Shalat adalah rukun Islam ke dua setalah dua kalimat syahadat dan syari’at amaliah paling wajib di dalam Islam. Shalat adalah amalan paling penting pertama yang akan dihisab atas seorang hamba pada Hari Kiamat, yang akan menjadi barometer amal-amalnya yang lain. Lebih dari itu Allah Swt, tidak hanya mewajibkan shalat tetapi memerintahkan mendirikan shalat. Dan salah satu bentuk mendirikan sahalat adalah melaksanakan shalat secara berjamaah. Ini dibakukan oleh penafsiran amaliah Nabi Saw. di mana tidak ada satu riwayat pun yang menyatakan bahwa Nabi Saw. pernah shalat fardhu tidak berjamaah. Karena itu berjamaah dalam shalat fardhu adalah suatu yang agung yang sejalan dengan keagungan shalat itu sendiri.
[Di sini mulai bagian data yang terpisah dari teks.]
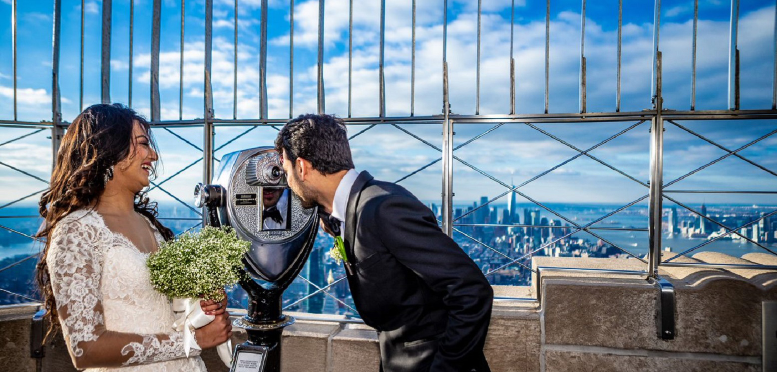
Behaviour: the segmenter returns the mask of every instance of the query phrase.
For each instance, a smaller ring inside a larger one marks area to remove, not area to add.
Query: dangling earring
[[[105,181],[105,184],[108,184],[108,181],[113,179],[113,165],[108,167],[105,171],[105,175],[103,176],[103,180]]]

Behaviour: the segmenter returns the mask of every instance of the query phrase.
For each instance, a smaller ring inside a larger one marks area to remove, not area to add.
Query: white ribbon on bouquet
[[[176,321],[172,323],[172,328],[178,332],[183,332],[183,349],[186,350],[186,357],[189,356],[189,349],[202,349],[194,340],[192,330],[207,325],[215,315],[208,315],[202,311],[200,306],[201,298],[176,298],[172,300],[172,311],[176,313]],[[225,342],[216,346],[216,352],[221,358],[227,367],[232,364],[232,342],[228,339]]]

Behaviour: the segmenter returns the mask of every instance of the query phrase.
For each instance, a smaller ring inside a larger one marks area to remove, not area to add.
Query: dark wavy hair
[[[48,238],[57,223],[68,214],[80,209],[94,208],[105,190],[108,169],[134,156],[132,129],[135,121],[148,134],[151,145],[156,151],[148,122],[132,109],[119,103],[90,106],[73,120],[62,137],[49,188],[38,203],[38,210],[44,221],[37,236],[45,238],[45,245],[36,267],[36,279],[50,325],[47,339],[60,328],[46,263]],[[149,202],[145,190],[135,194],[134,210],[148,217],[165,240],[170,240],[172,231],[159,223],[156,208],[156,203]]]
[[[354,168],[345,123],[332,115],[306,113],[291,119],[278,132],[275,149],[281,154],[286,150],[291,162],[310,162],[325,175]]]

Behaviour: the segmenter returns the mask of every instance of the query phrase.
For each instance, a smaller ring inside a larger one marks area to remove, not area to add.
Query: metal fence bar
[[[13,120],[18,120],[16,110],[16,0],[11,2],[11,49],[13,54]]]
[[[381,0],[381,35],[380,47],[378,52],[378,74],[379,90],[378,99],[379,102],[378,108],[378,116],[385,117],[386,116],[386,83],[385,75],[383,71],[383,58],[385,50],[385,26],[386,26],[386,0]]]
[[[263,0],[263,5],[267,5],[267,0]],[[267,9],[266,6],[262,7],[262,11]],[[267,18],[265,17],[265,20]],[[263,22],[263,26],[266,23]],[[211,120],[214,116],[213,112],[213,90],[211,85],[211,64],[213,61],[213,0],[205,0],[205,74],[204,74],[204,90],[203,109],[204,111],[205,121],[203,123],[203,144],[202,144],[202,159],[203,159],[203,183],[209,183],[213,178],[213,141],[214,129],[213,122]],[[160,187],[161,189],[161,187]],[[204,224],[205,217],[203,216]]]
[[[180,31],[180,48],[178,62],[178,120],[183,119],[183,36],[185,34],[184,25],[186,22],[186,2],[181,0],[181,31]]]
[[[350,0],[353,2],[354,0]],[[413,31],[410,46],[410,116],[415,114],[416,105],[416,0],[413,0]],[[349,115],[350,116],[350,115]]]
[[[317,98],[319,113],[325,113],[324,102],[324,0],[319,0],[319,54]]]
[[[623,45],[623,0],[618,0],[618,77],[615,88],[615,112],[621,111],[621,49]]]
[[[545,113],[548,113],[550,92],[550,0],[545,2]]]
[[[262,0],[259,46],[259,118],[267,117],[267,0]]]
[[[183,5],[182,5],[183,6]],[[132,107],[132,47],[134,38],[135,25],[135,0],[130,0],[130,52],[129,52],[129,77],[127,79],[127,106]]]
[[[78,93],[78,111],[84,110],[84,0],[81,0],[81,82]]]
[[[656,0],[660,2],[660,0]],[[656,39],[657,45],[657,37]],[[650,123],[650,191],[648,193],[650,200],[648,236],[648,276],[658,276],[658,265],[661,261],[661,216],[662,193],[664,189],[664,120],[661,118],[661,52],[656,54],[656,82],[655,108],[656,115]]]
[[[153,7],[151,33],[151,120],[152,121],[159,121],[160,106],[159,27],[162,22],[162,0],[154,0]],[[183,70],[181,70],[181,76],[183,76]]]
[[[657,90],[658,87],[656,85],[656,79],[657,78],[658,71],[658,37],[659,30],[661,26],[661,0],[654,0],[654,9],[653,14],[653,72],[650,75],[650,97],[651,99],[655,100],[657,96]],[[653,102],[653,106],[655,106],[655,103]]]
[[[691,111],[696,110],[696,40],[699,31],[699,0],[693,2],[693,42],[691,47]]]
[[[586,112],[585,96],[585,0],[582,0],[580,5],[580,113]]]
[[[100,53],[100,96],[110,103],[110,27],[113,0],[103,0],[103,49]]]
[[[515,0],[510,6],[510,113],[515,113],[515,58],[513,57],[513,39],[515,36]]]
[[[294,117],[294,0],[289,0],[289,118],[292,117]]]
[[[731,20],[729,23],[728,105],[730,110],[739,110],[739,61],[737,47],[739,30],[739,0],[731,0]]]
[[[235,0],[235,47],[232,48],[232,119],[238,118],[238,0]]]
[[[354,0],[348,2],[348,117],[350,117],[354,64]]]
[[[475,88],[475,114],[480,113],[480,17],[483,13],[481,10],[482,0],[478,0],[478,57],[475,67],[476,70],[476,88]]]

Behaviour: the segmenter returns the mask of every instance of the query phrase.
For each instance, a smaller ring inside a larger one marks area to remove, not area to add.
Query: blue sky
[[[240,0],[239,13],[239,118],[258,116],[260,0]],[[353,102],[354,116],[377,116],[378,108],[378,0],[356,1],[354,7]],[[406,116],[410,109],[411,2],[386,2],[385,80],[388,116]],[[442,103],[442,1],[417,2],[415,114],[441,112]],[[552,0],[550,38],[550,112],[578,110],[580,2]],[[179,2],[163,0],[160,54],[162,117],[176,120],[179,113]],[[232,53],[234,2],[214,1],[213,82],[217,117],[232,117]],[[451,110],[472,114],[476,103],[477,2],[448,2],[448,61]],[[186,2],[184,56],[184,119],[201,117],[203,103],[204,0]],[[288,2],[270,0],[268,9],[268,106],[270,117],[288,116]],[[662,2],[660,50],[664,55],[664,106],[688,110],[691,102],[691,45],[693,2]],[[148,114],[149,51],[152,0],[136,0],[133,71],[133,107]],[[511,0],[483,0],[482,17],[480,113],[509,113],[510,29]],[[61,87],[63,116],[78,113],[81,2],[62,0]],[[85,105],[99,101],[101,2],[85,1]],[[544,110],[545,2],[515,2],[514,47],[516,106],[519,113]],[[699,0],[697,110],[726,109],[726,71],[730,2]],[[51,46],[53,2],[19,2],[19,118],[38,121],[51,116]],[[127,103],[128,79],[129,0],[113,1],[111,55],[111,99]],[[585,46],[587,59],[588,111],[614,111],[617,43],[617,0],[589,1],[586,9]],[[653,43],[653,2],[624,2],[622,72],[622,111],[650,108]],[[294,115],[315,111],[318,2],[298,1],[294,14]],[[741,106],[769,109],[772,103],[775,40],[775,4],[742,0],[739,47],[741,58]],[[0,0],[0,19],[10,20],[10,0]],[[10,23],[0,24],[0,119],[12,118],[12,74]],[[325,87],[326,110],[347,116],[348,2],[326,3]],[[636,123],[538,126],[570,144],[585,150]],[[682,125],[723,146],[735,149],[773,130],[773,120],[684,123]],[[487,130],[494,124],[458,124],[456,144]],[[441,146],[439,126],[402,126]],[[636,126],[624,135],[591,151],[598,159],[646,182],[649,172],[649,123]],[[667,182],[725,155],[701,139],[667,123]],[[217,147],[247,128],[217,130]],[[363,129],[353,127],[352,133]],[[0,143],[29,133],[3,128]],[[175,129],[193,143],[201,144],[201,129]],[[270,144],[275,130],[257,128],[217,152],[218,156],[241,148]],[[47,132],[0,147],[0,161],[44,179],[51,172]],[[155,132],[162,152],[162,179],[196,161],[198,151],[172,134]],[[775,136],[744,150],[741,155],[765,167],[777,169]],[[395,181],[439,157],[439,151],[395,127],[381,126],[352,141],[357,167]],[[30,156],[30,154],[34,155]],[[577,151],[524,124],[507,124],[455,153],[488,174],[518,184],[569,158]],[[0,169],[0,180],[17,187],[3,188],[0,199],[13,200],[45,187],[45,184]],[[437,163],[402,181],[423,200],[438,200],[441,165]],[[476,171],[455,164],[455,191],[458,200],[493,196],[505,189]],[[164,187],[184,200],[200,181],[197,163]],[[740,159],[730,157],[675,186],[675,189],[777,189],[775,178]],[[554,202],[626,203],[647,193],[596,160],[579,158],[521,189],[531,197]],[[169,199],[155,191],[153,196]],[[688,202],[777,203],[763,196],[710,196],[684,195]],[[520,198],[519,198],[520,199]],[[503,199],[506,200],[506,199]],[[521,200],[519,200],[520,202]]]

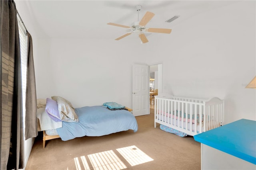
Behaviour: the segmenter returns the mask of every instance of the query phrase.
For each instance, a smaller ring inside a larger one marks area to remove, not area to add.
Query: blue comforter
[[[134,116],[126,110],[110,110],[100,106],[76,108],[78,122],[62,122],[62,127],[57,129],[62,141],[76,137],[100,136],[121,131],[138,130]]]

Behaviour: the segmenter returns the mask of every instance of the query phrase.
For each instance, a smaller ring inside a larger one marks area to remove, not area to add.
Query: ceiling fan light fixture
[[[175,16],[173,17],[170,18],[170,19],[167,20],[167,21],[165,21],[166,22],[171,22],[174,21],[174,20],[176,20],[177,18],[180,17],[180,16]]]
[[[140,28],[137,28],[135,29],[134,32],[134,33],[141,33],[141,29]]]

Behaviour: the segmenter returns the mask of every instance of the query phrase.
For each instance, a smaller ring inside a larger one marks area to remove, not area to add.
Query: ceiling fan
[[[142,6],[140,5],[138,5],[136,7],[136,8],[137,9],[137,11],[138,12],[138,21],[139,12]],[[141,41],[143,43],[146,43],[148,42],[148,40],[147,39],[144,33],[152,32],[170,33],[172,31],[171,29],[168,29],[166,28],[146,28],[145,25],[151,20],[151,19],[152,19],[154,15],[155,14],[154,13],[148,11],[146,13],[146,14],[144,15],[140,21],[137,21],[135,22],[134,25],[131,27],[120,25],[117,23],[112,23],[112,22],[108,23],[107,24],[129,29],[127,30],[127,31],[129,32],[128,33],[126,33],[121,37],[119,37],[116,39],[116,40],[119,40],[132,34],[132,33],[137,33],[138,34],[139,37],[141,40]]]

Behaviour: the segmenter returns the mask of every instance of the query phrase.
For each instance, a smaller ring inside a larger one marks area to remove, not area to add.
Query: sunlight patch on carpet
[[[112,150],[89,154],[88,156],[94,170],[118,170],[127,168]],[[86,160],[84,160],[86,161]]]
[[[116,149],[131,166],[154,160],[136,146]]]

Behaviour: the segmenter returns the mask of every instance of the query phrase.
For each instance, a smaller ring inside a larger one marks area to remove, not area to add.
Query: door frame
[[[158,94],[163,93],[163,63],[162,62],[159,62],[156,63],[152,63],[150,64],[148,64],[148,66],[149,67],[149,69],[148,70],[148,74],[150,76],[150,67],[151,66],[154,66],[155,65],[158,65]],[[149,87],[149,79],[148,82],[148,86]],[[148,96],[149,96],[149,91],[148,91]],[[150,110],[150,107],[151,104],[150,103],[150,104],[148,105],[149,109]]]

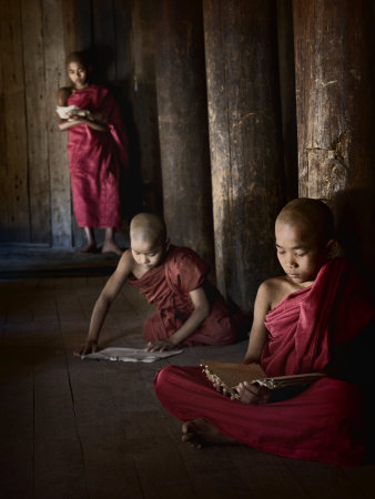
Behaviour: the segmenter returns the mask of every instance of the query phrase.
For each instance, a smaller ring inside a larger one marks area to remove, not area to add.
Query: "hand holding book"
[[[202,360],[203,373],[215,385],[222,386],[223,390],[233,399],[242,398],[239,394],[240,385],[251,390],[251,385],[265,387],[268,390],[288,386],[308,385],[325,375],[322,373],[307,373],[292,376],[267,377],[260,364],[220,363],[214,360]],[[255,391],[255,390],[254,390]]]

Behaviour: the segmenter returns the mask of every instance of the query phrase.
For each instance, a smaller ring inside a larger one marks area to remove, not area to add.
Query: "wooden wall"
[[[374,4],[0,0],[0,243],[82,242],[54,108],[65,54],[91,49],[130,134],[129,216],[164,204],[172,240],[215,248],[224,294],[252,307],[275,269],[265,231],[298,193],[333,204],[374,273]]]
[[[153,7],[152,0],[1,1],[0,242],[81,244],[71,211],[67,135],[54,113],[57,91],[69,83],[64,58],[73,50],[93,50],[100,80],[123,109],[132,161],[128,214],[142,200],[161,213]]]

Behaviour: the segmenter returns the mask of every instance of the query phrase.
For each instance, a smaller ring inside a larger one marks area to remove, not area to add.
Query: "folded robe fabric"
[[[68,131],[69,170],[73,207],[80,227],[121,227],[120,169],[128,166],[128,136],[120,109],[108,89],[91,84],[68,99],[75,105],[108,116],[108,131],[87,124]]]
[[[361,278],[345,258],[335,258],[312,286],[268,313],[262,367],[267,375],[325,370],[333,376],[335,345],[349,345],[373,315]],[[327,377],[292,398],[245,405],[217,393],[201,367],[168,366],[154,387],[175,417],[202,418],[255,449],[335,465],[363,461],[363,399],[355,384]]]
[[[158,308],[156,314],[144,323],[146,342],[168,339],[183,325],[194,309],[189,293],[201,286],[206,292],[211,312],[182,345],[229,345],[235,342],[234,319],[219,291],[209,283],[209,271],[210,266],[195,252],[171,245],[160,265],[140,279],[134,276],[129,278],[129,283]]]

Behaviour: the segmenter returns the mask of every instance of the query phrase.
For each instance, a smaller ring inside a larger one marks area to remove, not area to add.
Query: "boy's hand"
[[[271,397],[271,390],[268,388],[247,381],[240,383],[236,390],[240,395],[240,400],[244,404],[266,404]]]
[[[165,352],[172,350],[175,347],[170,339],[156,339],[156,342],[149,342],[145,349],[148,352]]]
[[[221,383],[214,383],[213,386],[220,394],[225,395],[225,397],[231,397],[231,394],[226,391],[225,387]]]
[[[77,357],[81,357],[81,355],[94,354],[98,350],[98,342],[95,339],[88,339],[81,346],[79,352],[74,352]]]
Buku ini, yang ditulis oleh Prof. Dr. Shalih bin Ghanim as-Sadlan, seorang Guru Besar di Universitas Imam Muhammad bin Su’ud, Riyadh, mengulas tuntas shalat berjamaah dari berbagai segi, mulai definisi shalat, dalil disyari’atkannya, dan kedudukan shalat dalam Islam dibandingkan ibadah lainnya. Kemudian beliau membahas hikmah diyari’atkannya shalat berjamaah, tahapan sejarah awal mula disyari’atkan shalat berjamaah, anjuran shalat jamaah, ancaman meninggalkannya tanpa udzur, adab pergi ke masjid, siapa yang wajib menghadiri shalat jamaah, dan berapa minimal jumlah makmumnya. Selanjutnya penulis menjelaskan perbandingan analisa empat madzhab tentang hukum yang berkaitan dengan shalat jamaah, di antaranya:
- Kondisi makmum yang dikategorikan masih mendapatkan shalat jamaah
- Hukum berjamaah dalam Shalat Fardhu
- Hukum berjamaah dalam Shalat Sunnah
- Waktu bangkitnya makmum menuju shalat jamaah
- Kadar jeda waktu yang diyari’atkan antara adzan dan iqamat
- Hukum mengulang shalat jamaah
- Hukum mendirikan shalat jamaah berikutnya setelah usai shalat jamaah dengan imam rawatib
- Hukum shalat jamaah bagi wanita
- Hukum shalat jamaah di atas kendaraan
- Hukum membaca al-Qur’an di belakang imam dalam shalat jamaah, dan beberapa hal penting lainnya
Ini adalah salah satu buku terbaik yang fokus mengurai permasalahan shalat jamaah, dengan penataan yang apik dan bahasa yang mudah dipahami, lengkap dengan rujukan primer dan sekunder yang diakui validitasnya. Kerana itu, layak dikaji setiap Muslim, sebagai bahan kajian lepas maupun akademis.